At Paradowski, we're creating tools that allow us to peer into these 3D worlds with near-perfect records of user behavior, allowing for a level of spatial analytics rarely seen in the physical world, let alone the virtual. Such technologies will be invaluable as designers and technologists iterate on their work, providing a clearer picture of what content is functioning as intended and what isn't.
While Hubs is the best expression of the metaverse we've got, it's still early days, and there's a lot of room for improvement. My top three asks?
Customizable networking. The Hubs Cloud architecture on AWS is amazing, but inflexible. More options for custom signaling across clients would increase the range of possibility for networked interaction, tools and even games within Hubs.

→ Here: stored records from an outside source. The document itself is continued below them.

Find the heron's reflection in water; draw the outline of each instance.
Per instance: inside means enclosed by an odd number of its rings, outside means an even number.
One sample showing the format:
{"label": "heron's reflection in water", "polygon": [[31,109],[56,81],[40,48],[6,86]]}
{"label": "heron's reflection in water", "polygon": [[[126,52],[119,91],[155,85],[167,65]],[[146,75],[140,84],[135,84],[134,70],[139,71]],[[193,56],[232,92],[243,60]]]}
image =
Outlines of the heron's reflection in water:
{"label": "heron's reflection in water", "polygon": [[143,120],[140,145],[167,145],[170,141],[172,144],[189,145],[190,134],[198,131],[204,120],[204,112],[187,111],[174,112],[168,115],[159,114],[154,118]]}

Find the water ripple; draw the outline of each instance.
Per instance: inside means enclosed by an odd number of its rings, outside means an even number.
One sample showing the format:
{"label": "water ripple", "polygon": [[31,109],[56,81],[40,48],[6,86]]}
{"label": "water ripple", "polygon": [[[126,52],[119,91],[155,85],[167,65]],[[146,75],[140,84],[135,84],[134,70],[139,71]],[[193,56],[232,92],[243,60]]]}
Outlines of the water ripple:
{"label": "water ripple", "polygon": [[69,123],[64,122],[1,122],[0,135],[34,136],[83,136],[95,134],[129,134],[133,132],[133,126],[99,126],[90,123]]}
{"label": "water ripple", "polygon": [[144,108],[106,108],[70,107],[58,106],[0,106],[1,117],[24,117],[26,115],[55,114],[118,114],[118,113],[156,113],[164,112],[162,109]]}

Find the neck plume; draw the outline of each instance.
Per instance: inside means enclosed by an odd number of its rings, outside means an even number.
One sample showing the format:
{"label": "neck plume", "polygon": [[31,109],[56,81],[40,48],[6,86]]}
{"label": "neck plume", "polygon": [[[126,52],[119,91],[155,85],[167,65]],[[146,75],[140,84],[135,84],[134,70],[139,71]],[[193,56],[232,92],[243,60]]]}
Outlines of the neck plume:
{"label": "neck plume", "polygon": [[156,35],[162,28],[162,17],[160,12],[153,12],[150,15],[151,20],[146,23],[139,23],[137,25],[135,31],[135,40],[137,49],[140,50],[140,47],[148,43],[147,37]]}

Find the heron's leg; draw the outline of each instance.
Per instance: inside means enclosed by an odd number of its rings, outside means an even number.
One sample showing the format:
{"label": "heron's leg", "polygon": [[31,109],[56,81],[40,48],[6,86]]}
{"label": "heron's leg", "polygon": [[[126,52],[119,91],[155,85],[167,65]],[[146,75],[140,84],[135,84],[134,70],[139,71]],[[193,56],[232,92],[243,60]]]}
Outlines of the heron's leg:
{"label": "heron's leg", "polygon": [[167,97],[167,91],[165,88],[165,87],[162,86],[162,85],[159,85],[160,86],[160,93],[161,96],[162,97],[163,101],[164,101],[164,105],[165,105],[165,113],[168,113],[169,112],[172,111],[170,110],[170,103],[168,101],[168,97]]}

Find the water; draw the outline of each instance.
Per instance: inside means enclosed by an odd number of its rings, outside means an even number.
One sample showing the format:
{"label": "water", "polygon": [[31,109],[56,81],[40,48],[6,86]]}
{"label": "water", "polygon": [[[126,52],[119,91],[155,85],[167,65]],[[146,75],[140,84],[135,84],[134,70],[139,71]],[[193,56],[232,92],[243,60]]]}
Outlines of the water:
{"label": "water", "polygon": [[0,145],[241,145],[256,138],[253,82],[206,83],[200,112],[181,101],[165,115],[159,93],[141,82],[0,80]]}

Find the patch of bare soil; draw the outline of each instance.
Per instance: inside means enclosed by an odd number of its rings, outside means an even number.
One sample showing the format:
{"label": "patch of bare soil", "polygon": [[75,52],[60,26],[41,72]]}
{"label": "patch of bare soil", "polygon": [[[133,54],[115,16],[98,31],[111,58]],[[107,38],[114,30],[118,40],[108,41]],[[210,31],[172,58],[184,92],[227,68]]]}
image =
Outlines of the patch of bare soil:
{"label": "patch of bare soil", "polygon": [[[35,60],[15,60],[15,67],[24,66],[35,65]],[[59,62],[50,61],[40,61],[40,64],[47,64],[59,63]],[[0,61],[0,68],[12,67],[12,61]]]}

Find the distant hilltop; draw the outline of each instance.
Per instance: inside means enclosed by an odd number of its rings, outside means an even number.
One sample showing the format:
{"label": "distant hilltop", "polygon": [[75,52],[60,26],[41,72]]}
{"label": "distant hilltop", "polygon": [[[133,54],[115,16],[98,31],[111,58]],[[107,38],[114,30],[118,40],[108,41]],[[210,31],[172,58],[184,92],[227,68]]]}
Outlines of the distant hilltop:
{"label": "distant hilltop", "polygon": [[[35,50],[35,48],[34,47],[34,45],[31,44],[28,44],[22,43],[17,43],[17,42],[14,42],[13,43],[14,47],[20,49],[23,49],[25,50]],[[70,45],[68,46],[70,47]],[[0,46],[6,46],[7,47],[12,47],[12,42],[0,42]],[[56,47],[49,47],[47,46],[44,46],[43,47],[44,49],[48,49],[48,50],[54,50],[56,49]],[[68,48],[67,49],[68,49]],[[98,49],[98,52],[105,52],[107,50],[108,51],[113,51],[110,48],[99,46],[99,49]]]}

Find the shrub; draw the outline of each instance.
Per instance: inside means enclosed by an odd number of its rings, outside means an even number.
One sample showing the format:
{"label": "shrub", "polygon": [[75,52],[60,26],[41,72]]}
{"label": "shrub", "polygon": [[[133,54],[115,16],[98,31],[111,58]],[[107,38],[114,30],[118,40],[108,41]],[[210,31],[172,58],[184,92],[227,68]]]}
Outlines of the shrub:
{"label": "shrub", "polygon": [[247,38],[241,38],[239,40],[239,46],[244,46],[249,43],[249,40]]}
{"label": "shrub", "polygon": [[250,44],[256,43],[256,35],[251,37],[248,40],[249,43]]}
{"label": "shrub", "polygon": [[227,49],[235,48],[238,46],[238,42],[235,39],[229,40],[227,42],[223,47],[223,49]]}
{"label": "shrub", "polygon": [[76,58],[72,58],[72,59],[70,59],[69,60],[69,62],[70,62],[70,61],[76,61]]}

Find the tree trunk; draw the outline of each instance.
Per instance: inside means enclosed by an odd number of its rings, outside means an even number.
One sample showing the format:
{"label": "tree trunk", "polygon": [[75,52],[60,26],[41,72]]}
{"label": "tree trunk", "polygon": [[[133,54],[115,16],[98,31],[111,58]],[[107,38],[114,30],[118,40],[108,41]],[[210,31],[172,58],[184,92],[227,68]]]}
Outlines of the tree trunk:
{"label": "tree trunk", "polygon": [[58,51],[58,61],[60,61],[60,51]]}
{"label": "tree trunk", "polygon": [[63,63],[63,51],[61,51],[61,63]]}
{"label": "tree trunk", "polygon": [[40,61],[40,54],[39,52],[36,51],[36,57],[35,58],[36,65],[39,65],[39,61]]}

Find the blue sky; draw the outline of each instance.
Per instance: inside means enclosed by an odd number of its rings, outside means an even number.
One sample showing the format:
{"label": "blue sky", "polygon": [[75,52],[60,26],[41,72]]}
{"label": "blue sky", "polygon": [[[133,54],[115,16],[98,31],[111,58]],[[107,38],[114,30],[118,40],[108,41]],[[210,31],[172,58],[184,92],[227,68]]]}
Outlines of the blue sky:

An easy-to-use plug-in system. The current workflow of publishing a custom Hubs client via Hubs Cloud and loading in fresh A-Frame components works, but Hubs still lacks a graceful plug-in architecture like WordPress or Unity.
Drive up room capacity. The amount of users who can join a single room before performance degrades depends on what device they're using, but over time, the average effective maximum should rise for everyone.
The positive news is, the Mozilla team is already making big strides in these directions, and their platform has a great chance to lead the 3D open web for years to come. Brands and businesses pioneering the metaverse should get onboard now.